3. Происхождение отношений личной зависимости
3. Происхождение отношений личной зависимости
Искать себе покровителя или покровительствовать кому-то — подобные стремления в природе человеческой и не зависят от времени. Но начало юридически обоснованным институтам они положили лишь однажды и в том государстве, где все остальные институты были в состоянии развала, — таково было положение Галлии после распада Римской империи.
Представим себе общество эпохи Меровингов. Ни государство, ни родня не предоставляли достаточной защиты. Сил деревенских общин хватало только на поддержание внутреннего порядка.
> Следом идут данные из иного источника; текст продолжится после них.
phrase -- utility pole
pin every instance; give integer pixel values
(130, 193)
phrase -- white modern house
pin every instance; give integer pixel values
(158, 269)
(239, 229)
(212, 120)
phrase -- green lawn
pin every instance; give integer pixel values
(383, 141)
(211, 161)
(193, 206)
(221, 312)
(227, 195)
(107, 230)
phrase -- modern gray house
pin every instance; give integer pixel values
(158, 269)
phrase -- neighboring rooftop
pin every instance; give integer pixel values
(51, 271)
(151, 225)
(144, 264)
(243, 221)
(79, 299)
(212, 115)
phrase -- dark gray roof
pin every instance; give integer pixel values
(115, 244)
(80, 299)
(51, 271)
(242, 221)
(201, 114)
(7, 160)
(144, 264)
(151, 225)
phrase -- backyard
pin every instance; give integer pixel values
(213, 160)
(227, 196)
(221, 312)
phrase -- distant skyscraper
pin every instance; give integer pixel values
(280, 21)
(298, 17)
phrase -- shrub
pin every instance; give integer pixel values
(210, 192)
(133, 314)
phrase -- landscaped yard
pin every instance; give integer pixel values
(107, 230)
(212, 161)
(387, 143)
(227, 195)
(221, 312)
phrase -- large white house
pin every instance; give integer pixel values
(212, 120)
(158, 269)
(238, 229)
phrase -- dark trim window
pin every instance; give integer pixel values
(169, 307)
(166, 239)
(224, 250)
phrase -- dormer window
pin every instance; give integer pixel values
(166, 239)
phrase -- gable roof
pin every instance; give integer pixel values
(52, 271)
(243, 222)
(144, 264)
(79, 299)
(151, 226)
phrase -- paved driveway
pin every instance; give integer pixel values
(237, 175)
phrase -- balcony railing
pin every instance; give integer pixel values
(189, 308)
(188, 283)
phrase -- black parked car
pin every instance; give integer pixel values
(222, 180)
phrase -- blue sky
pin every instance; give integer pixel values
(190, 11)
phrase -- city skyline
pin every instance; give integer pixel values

Городские коммуны только-только зарождались. Всюду слабый чувствовал потребность приникнуть к более сильному. Власть имущие в свою очередь могли поддержать свой авторитет, богатство, обеспечить свою безопасность лишь с добровольной или принудительной помощью низших. Одни искали себе хозяина, другие охотно и подчас очень грубо распоряжались. А поскольку сила и слабость — понятия относительные, то один и тот же человек мог быть зависимым от более сильного и покровительствовать более слабым. Так стала формироваться обширная сеть личных связей, пересекающиеся нити которой тянулись с этажа на этаж социального здания.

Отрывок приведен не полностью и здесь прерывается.